Auf See ist dieser Sinn nicht sehr gefragt. Es ist, als ob Sie in Bezug auf Geschmack und Geruch für diese Angelegenheit sanitisiert werden. Für mich ist das ein bisschen schade, denn ich esse gerne gut und schmackhafte kleine Gerichte! Was mir in diesem Zusammenhang einfällt, ist die völlige Geschmackslosigkeit des Süßwassers, das ich bei Offshore-Rennen trinke. Natürlich ist es unmöglich, genügend Wasser für die gesamte Dauer des Rennens mitzunehmen. Also benutze ich einen Entsalzer: eine elektrische Pumpe, die Meerwasser ansaugt und dann das Wasser durch einen Filter vom Salz trennt. Ich weiß nicht, warum, dieses Wasser ist wirklich geschmacklos. Wenn man an Land ist, hat man den Eindruck, dass das Wasser keinen Geschmack hat, aber in Wirklichkeit hat es einen: Es ist mehr oder weniger salzig, zum Beispiel... Auf jeden Fall hat es nicht die Fadheit des Wassers, das aus dem Entsalzer kommt! Normalerweise fügen wir ihm Mineralsalze für unsere körperliche Form zu, aber sie sind es nicht, die den Geschmack geben. Also füge ich auch Zitronensaft hinzu... um dem Ganzen ein wenig mehr Geschmack zu verleihen!

Der Geruchssinn

Yannick Bestaven
Yannick Bestaven

Natürlich gibt es diesen unverwechselbaren Geruch von Stiefeln: Sie halten den ekelerregenden Geruch von Feuchtigkeit gut in Schach. Ich hasse fast meinen eigenen Geruch, wenn ich das rieche!
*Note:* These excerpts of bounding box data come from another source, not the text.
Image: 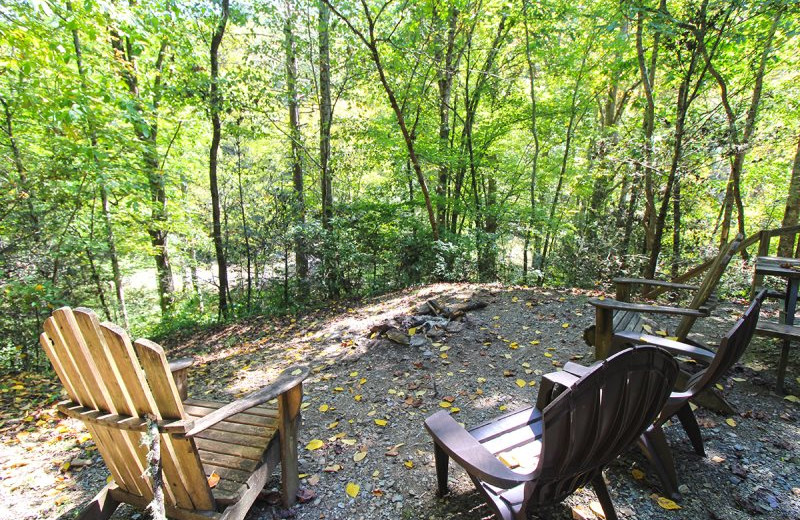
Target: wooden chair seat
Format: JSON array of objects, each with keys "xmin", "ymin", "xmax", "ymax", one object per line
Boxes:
[
  {"xmin": 39, "ymin": 307, "xmax": 308, "ymax": 520},
  {"xmin": 583, "ymin": 234, "xmax": 744, "ymax": 359},
  {"xmin": 425, "ymin": 346, "xmax": 678, "ymax": 520}
]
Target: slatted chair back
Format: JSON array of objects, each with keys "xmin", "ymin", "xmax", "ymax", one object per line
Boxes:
[
  {"xmin": 686, "ymin": 289, "xmax": 767, "ymax": 395},
  {"xmin": 39, "ymin": 307, "xmax": 215, "ymax": 511},
  {"xmin": 675, "ymin": 233, "xmax": 744, "ymax": 339},
  {"xmin": 528, "ymin": 346, "xmax": 678, "ymax": 504}
]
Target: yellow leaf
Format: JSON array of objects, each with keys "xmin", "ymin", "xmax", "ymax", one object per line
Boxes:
[
  {"xmin": 344, "ymin": 482, "xmax": 361, "ymax": 498},
  {"xmin": 656, "ymin": 497, "xmax": 681, "ymax": 511},
  {"xmin": 306, "ymin": 439, "xmax": 325, "ymax": 451}
]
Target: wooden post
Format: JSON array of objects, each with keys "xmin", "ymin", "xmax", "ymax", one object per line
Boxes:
[
  {"xmin": 594, "ymin": 307, "xmax": 614, "ymax": 360},
  {"xmin": 433, "ymin": 442, "xmax": 450, "ymax": 497},
  {"xmin": 278, "ymin": 383, "xmax": 303, "ymax": 508},
  {"xmin": 750, "ymin": 229, "xmax": 772, "ymax": 300},
  {"xmin": 615, "ymin": 282, "xmax": 628, "ymax": 302}
]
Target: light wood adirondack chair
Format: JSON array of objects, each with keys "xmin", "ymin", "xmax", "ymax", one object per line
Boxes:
[
  {"xmin": 584, "ymin": 234, "xmax": 744, "ymax": 359},
  {"xmin": 39, "ymin": 307, "xmax": 308, "ymax": 520}
]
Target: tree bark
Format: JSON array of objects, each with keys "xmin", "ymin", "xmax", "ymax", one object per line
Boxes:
[
  {"xmin": 208, "ymin": 0, "xmax": 230, "ymax": 318},
  {"xmin": 778, "ymin": 137, "xmax": 800, "ymax": 257},
  {"xmin": 694, "ymin": 4, "xmax": 783, "ymax": 247},
  {"xmin": 522, "ymin": 0, "xmax": 539, "ymax": 283},
  {"xmin": 283, "ymin": 0, "xmax": 308, "ymax": 294},
  {"xmin": 111, "ymin": 34, "xmax": 175, "ymax": 318}
]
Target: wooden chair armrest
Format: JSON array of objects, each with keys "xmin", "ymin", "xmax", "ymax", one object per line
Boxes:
[
  {"xmin": 614, "ymin": 331, "xmax": 714, "ymax": 364},
  {"xmin": 425, "ymin": 410, "xmax": 534, "ymax": 489},
  {"xmin": 169, "ymin": 357, "xmax": 194, "ymax": 401},
  {"xmin": 589, "ymin": 298, "xmax": 709, "ymax": 318},
  {"xmin": 612, "ymin": 278, "xmax": 700, "ymax": 291},
  {"xmin": 186, "ymin": 366, "xmax": 309, "ymax": 437},
  {"xmin": 536, "ymin": 370, "xmax": 580, "ymax": 410}
]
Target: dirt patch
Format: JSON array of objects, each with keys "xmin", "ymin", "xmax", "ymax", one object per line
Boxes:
[{"xmin": 0, "ymin": 284, "xmax": 800, "ymax": 520}]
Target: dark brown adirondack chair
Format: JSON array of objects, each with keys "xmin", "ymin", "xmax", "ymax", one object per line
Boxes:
[
  {"xmin": 562, "ymin": 290, "xmax": 767, "ymax": 498},
  {"xmin": 584, "ymin": 234, "xmax": 744, "ymax": 359},
  {"xmin": 425, "ymin": 346, "xmax": 678, "ymax": 520},
  {"xmin": 39, "ymin": 307, "xmax": 308, "ymax": 520}
]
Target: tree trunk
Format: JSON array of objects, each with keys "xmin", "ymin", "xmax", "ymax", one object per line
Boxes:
[
  {"xmin": 778, "ymin": 137, "xmax": 800, "ymax": 257},
  {"xmin": 208, "ymin": 0, "xmax": 229, "ymax": 318},
  {"xmin": 708, "ymin": 5, "xmax": 783, "ymax": 247},
  {"xmin": 433, "ymin": 5, "xmax": 458, "ymax": 229},
  {"xmin": 283, "ymin": 0, "xmax": 308, "ymax": 294},
  {"xmin": 323, "ymin": 0, "xmax": 439, "ymax": 241},
  {"xmin": 111, "ymin": 35, "xmax": 175, "ymax": 318},
  {"xmin": 522, "ymin": 0, "xmax": 539, "ymax": 283}
]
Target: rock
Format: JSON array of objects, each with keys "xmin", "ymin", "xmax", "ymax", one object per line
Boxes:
[
  {"xmin": 572, "ymin": 504, "xmax": 596, "ymax": 520},
  {"xmin": 409, "ymin": 334, "xmax": 428, "ymax": 347},
  {"xmin": 386, "ymin": 329, "xmax": 411, "ymax": 345}
]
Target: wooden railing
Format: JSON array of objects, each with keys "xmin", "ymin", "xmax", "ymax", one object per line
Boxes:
[{"xmin": 642, "ymin": 225, "xmax": 800, "ymax": 299}]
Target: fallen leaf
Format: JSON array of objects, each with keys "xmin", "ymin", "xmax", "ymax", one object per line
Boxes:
[
  {"xmin": 344, "ymin": 482, "xmax": 361, "ymax": 498},
  {"xmin": 656, "ymin": 497, "xmax": 681, "ymax": 511},
  {"xmin": 306, "ymin": 439, "xmax": 325, "ymax": 451}
]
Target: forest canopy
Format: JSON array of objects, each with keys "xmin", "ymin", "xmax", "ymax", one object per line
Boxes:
[{"xmin": 0, "ymin": 0, "xmax": 800, "ymax": 370}]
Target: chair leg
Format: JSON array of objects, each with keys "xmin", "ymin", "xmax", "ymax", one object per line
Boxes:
[
  {"xmin": 592, "ymin": 471, "xmax": 617, "ymax": 520},
  {"xmin": 433, "ymin": 442, "xmax": 450, "ymax": 497},
  {"xmin": 639, "ymin": 425, "xmax": 680, "ymax": 500},
  {"xmin": 676, "ymin": 403, "xmax": 706, "ymax": 457},
  {"xmin": 76, "ymin": 484, "xmax": 120, "ymax": 520}
]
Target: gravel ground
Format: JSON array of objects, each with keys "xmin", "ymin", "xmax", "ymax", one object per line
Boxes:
[{"xmin": 0, "ymin": 284, "xmax": 800, "ymax": 520}]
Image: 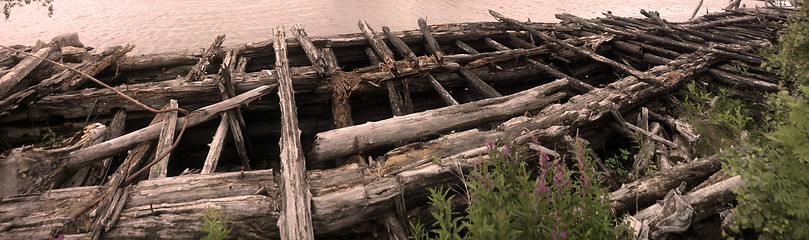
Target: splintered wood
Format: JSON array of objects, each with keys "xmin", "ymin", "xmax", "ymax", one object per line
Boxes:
[{"xmin": 0, "ymin": 5, "xmax": 792, "ymax": 239}]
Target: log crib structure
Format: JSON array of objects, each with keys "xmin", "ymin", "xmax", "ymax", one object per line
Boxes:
[{"xmin": 0, "ymin": 8, "xmax": 792, "ymax": 239}]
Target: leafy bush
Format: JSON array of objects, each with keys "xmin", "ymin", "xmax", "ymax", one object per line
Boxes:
[
  {"xmin": 199, "ymin": 208, "xmax": 231, "ymax": 240},
  {"xmin": 410, "ymin": 138, "xmax": 625, "ymax": 239},
  {"xmin": 726, "ymin": 2, "xmax": 809, "ymax": 239}
]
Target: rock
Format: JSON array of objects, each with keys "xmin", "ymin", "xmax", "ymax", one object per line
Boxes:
[
  {"xmin": 52, "ymin": 32, "xmax": 84, "ymax": 51},
  {"xmin": 62, "ymin": 46, "xmax": 87, "ymax": 63}
]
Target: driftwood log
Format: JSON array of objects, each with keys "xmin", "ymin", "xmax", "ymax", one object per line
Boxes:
[{"xmin": 0, "ymin": 6, "xmax": 784, "ymax": 239}]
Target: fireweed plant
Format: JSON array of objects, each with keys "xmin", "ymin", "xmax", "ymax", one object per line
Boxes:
[{"xmin": 410, "ymin": 140, "xmax": 628, "ymax": 239}]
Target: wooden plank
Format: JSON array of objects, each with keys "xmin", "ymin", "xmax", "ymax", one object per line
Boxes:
[
  {"xmin": 185, "ymin": 35, "xmax": 225, "ymax": 82},
  {"xmin": 320, "ymin": 47, "xmax": 340, "ymax": 70},
  {"xmin": 418, "ymin": 18, "xmax": 444, "ymax": 62},
  {"xmin": 480, "ymin": 38, "xmax": 595, "ymax": 93},
  {"xmin": 382, "ymin": 27, "xmax": 416, "ymax": 114},
  {"xmin": 200, "ymin": 113, "xmax": 228, "ymax": 174},
  {"xmin": 0, "ymin": 45, "xmax": 135, "ymax": 116},
  {"xmin": 63, "ymin": 123, "xmax": 108, "ymax": 187},
  {"xmin": 557, "ymin": 13, "xmax": 761, "ymax": 65},
  {"xmin": 489, "ymin": 10, "xmax": 662, "ymax": 85},
  {"xmin": 219, "ymin": 51, "xmax": 250, "ymax": 170},
  {"xmin": 455, "ymin": 40, "xmax": 480, "ymax": 54},
  {"xmin": 426, "ymin": 74, "xmax": 458, "ymax": 106},
  {"xmin": 87, "ymin": 109, "xmax": 126, "ymax": 185},
  {"xmin": 506, "ymin": 34, "xmax": 536, "ymax": 48},
  {"xmin": 291, "ymin": 23, "xmax": 334, "ymax": 76},
  {"xmin": 385, "ymin": 81, "xmax": 407, "ymax": 116},
  {"xmin": 483, "ymin": 38, "xmax": 511, "ymax": 51},
  {"xmin": 0, "ymin": 47, "xmax": 58, "ymax": 99},
  {"xmin": 382, "ymin": 26, "xmax": 418, "ymax": 62},
  {"xmin": 357, "ymin": 20, "xmax": 396, "ymax": 68},
  {"xmin": 65, "ymin": 84, "xmax": 277, "ymax": 171},
  {"xmin": 457, "ymin": 68, "xmax": 503, "ymax": 98},
  {"xmin": 273, "ymin": 26, "xmax": 314, "ymax": 240},
  {"xmin": 309, "ymin": 79, "xmax": 567, "ymax": 161},
  {"xmin": 149, "ymin": 99, "xmax": 178, "ymax": 179}
]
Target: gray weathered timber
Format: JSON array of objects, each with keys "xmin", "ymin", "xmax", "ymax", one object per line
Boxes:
[
  {"xmin": 489, "ymin": 10, "xmax": 659, "ymax": 84},
  {"xmin": 0, "ymin": 47, "xmax": 58, "ymax": 99},
  {"xmin": 185, "ymin": 35, "xmax": 225, "ymax": 82},
  {"xmin": 309, "ymin": 79, "xmax": 567, "ymax": 161},
  {"xmin": 218, "ymin": 51, "xmax": 251, "ymax": 170},
  {"xmin": 610, "ymin": 144, "xmax": 722, "ymax": 215},
  {"xmin": 0, "ymin": 45, "xmax": 135, "ymax": 117},
  {"xmin": 273, "ymin": 26, "xmax": 314, "ymax": 240},
  {"xmin": 633, "ymin": 176, "xmax": 744, "ymax": 222},
  {"xmin": 357, "ymin": 20, "xmax": 396, "ymax": 68},
  {"xmin": 66, "ymin": 84, "xmax": 277, "ymax": 168},
  {"xmin": 291, "ymin": 23, "xmax": 336, "ymax": 76},
  {"xmin": 12, "ymin": 58, "xmax": 541, "ymax": 122},
  {"xmin": 458, "ymin": 68, "xmax": 503, "ymax": 98},
  {"xmin": 418, "ymin": 18, "xmax": 444, "ymax": 62},
  {"xmin": 149, "ymin": 99, "xmax": 179, "ymax": 179},
  {"xmin": 200, "ymin": 113, "xmax": 228, "ymax": 174}
]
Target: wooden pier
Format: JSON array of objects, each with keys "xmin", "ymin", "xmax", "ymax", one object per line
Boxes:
[{"xmin": 0, "ymin": 8, "xmax": 791, "ymax": 239}]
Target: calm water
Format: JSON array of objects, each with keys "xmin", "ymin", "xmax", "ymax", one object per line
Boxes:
[{"xmin": 0, "ymin": 0, "xmax": 761, "ymax": 53}]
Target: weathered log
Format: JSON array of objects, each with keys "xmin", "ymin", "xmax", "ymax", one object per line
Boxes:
[
  {"xmin": 292, "ymin": 23, "xmax": 335, "ymax": 76},
  {"xmin": 632, "ymin": 176, "xmax": 744, "ymax": 239},
  {"xmin": 489, "ymin": 10, "xmax": 660, "ymax": 85},
  {"xmin": 185, "ymin": 35, "xmax": 225, "ymax": 82},
  {"xmin": 218, "ymin": 51, "xmax": 250, "ymax": 170},
  {"xmin": 114, "ymin": 50, "xmax": 203, "ymax": 72},
  {"xmin": 708, "ymin": 69, "xmax": 778, "ymax": 92},
  {"xmin": 506, "ymin": 34, "xmax": 536, "ymax": 48},
  {"xmin": 309, "ymin": 79, "xmax": 567, "ymax": 161},
  {"xmin": 273, "ymin": 25, "xmax": 312, "ymax": 240},
  {"xmin": 200, "ymin": 113, "xmax": 228, "ymax": 174},
  {"xmin": 457, "ymin": 68, "xmax": 503, "ymax": 98},
  {"xmin": 426, "ymin": 74, "xmax": 458, "ymax": 106},
  {"xmin": 382, "ymin": 26, "xmax": 418, "ymax": 61},
  {"xmin": 382, "ymin": 27, "xmax": 458, "ymax": 108},
  {"xmin": 556, "ymin": 13, "xmax": 761, "ymax": 64},
  {"xmin": 0, "ymin": 47, "xmax": 728, "ymax": 239},
  {"xmin": 610, "ymin": 155, "xmax": 722, "ymax": 215},
  {"xmin": 466, "ymin": 35, "xmax": 594, "ymax": 93},
  {"xmin": 455, "ymin": 40, "xmax": 480, "ymax": 53},
  {"xmin": 418, "ymin": 18, "xmax": 444, "ymax": 62},
  {"xmin": 87, "ymin": 109, "xmax": 126, "ymax": 186},
  {"xmin": 149, "ymin": 99, "xmax": 178, "ymax": 179},
  {"xmin": 0, "ymin": 45, "xmax": 134, "ymax": 116},
  {"xmin": 0, "ymin": 47, "xmax": 58, "ymax": 99},
  {"xmin": 357, "ymin": 20, "xmax": 396, "ymax": 68},
  {"xmin": 65, "ymin": 84, "xmax": 276, "ymax": 171},
  {"xmin": 11, "ymin": 58, "xmax": 541, "ymax": 122},
  {"xmin": 627, "ymin": 108, "xmax": 660, "ymax": 182},
  {"xmin": 64, "ymin": 123, "xmax": 107, "ymax": 188}
]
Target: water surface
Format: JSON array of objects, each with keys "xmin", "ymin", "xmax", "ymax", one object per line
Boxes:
[{"xmin": 0, "ymin": 0, "xmax": 760, "ymax": 53}]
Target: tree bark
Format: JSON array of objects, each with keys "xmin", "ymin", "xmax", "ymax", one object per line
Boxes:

Erst recht, wenn ich durch schwierige Wetterbedingungen gezwungen bin, sie lange an den Füßen zu behalten, manchmal sogar mit ihnen zu schlafen... Nach ein paar Tagen ist man froh, alleine zu laufen! Zum Glück gibt es während der Rennen Momente, in denen ich mit voller Lunge und mit Freude atme. In der Mitte des Ozeans gibt es keine Gerüche, und dieser Sinn schläft auf Dauer ein wenig ein. Wenn es also wieder gefragt ist... 1999 und dann 2001 bin ich den Mini-Transat im Mini 6.50 gefahren. Nun, am Ende, ohne die Inseln noch gesehen zu haben, wusste ich fast 24 Stunden vor der Landung, dass ich in den Westindischen Inseln ankomme. Sie riechen so stark... Wenn man in ihrem Wind steht, ist es intensiv: die Kiefer, die Blumen... kurzum, die Natur! Auf jeden Fall stehen diese Gerüche in einem solchen Kontrast zu dem, was Sie auf See einatmen mussten, dass Sie dafür nicht unempfindlich sein können!

Was ist mit der Angst?

Yannick Bestaven
Yannick Bestaven

Erst im Nachhinein, wenn wir im Hafen festgemacht haben, sagen wir "wow"! Wenn man mitten im Geschehen ist, merkt man das nicht wirklich. Ich erinnere mich, dass ich mich während der Route du Rhum im Jahr 2014 wirklich in Gefahr gebracht habe. Es ist 2 Uhr morgens, es ist die erste Nacht des Rennens. Ich überquere den Kanal. Der Wind frischt richtig auf. Ich will nach unten fallen... aber ein Stück hängt an der Spitze des Mastes fest. Die Rückgabe funktioniert nicht. Jetzt muss ich nur noch selbst fahren... Um keine Kollision mit den anderen Teilnehmern zu riskieren, lasse ich sie vor mir wegfahren. Und ich klettere: eine komplizierte Aufgabe! Als ich fertig bin, beginne ich herunterzukommen und da, ein starker Schock, plötzlich, unerwartet. Ich verstehe es erst, wenn ich das Licht des Bootes sehe, das mich gerade getroffen hat. Ein später Konkurrent, den ich nicht auf dem Radar gesehen hatte und der mich auch nicht geortet hatte. Nachdem ich ein erstes größeres Problem an der Spitze des Mastes gelöst hatte, fiel ein zweites auf mich herab, noch bevor ich ganz unten war! Mein Rhythmus

das Herz muss einen Sprung gemacht haben! Jedenfalls war mein erster Instinkt, sicherzustellen, dass es mir gut geht. Ich hatte mich im Moment des Schocks mit meinem Messer geschnitten. Ich habe auch den auf meinem Boot überprüft. Dann rief ich die Person an, die mich angefahren hatte: Auch auf seiner Seite war alles in Ordnung, zum Glück.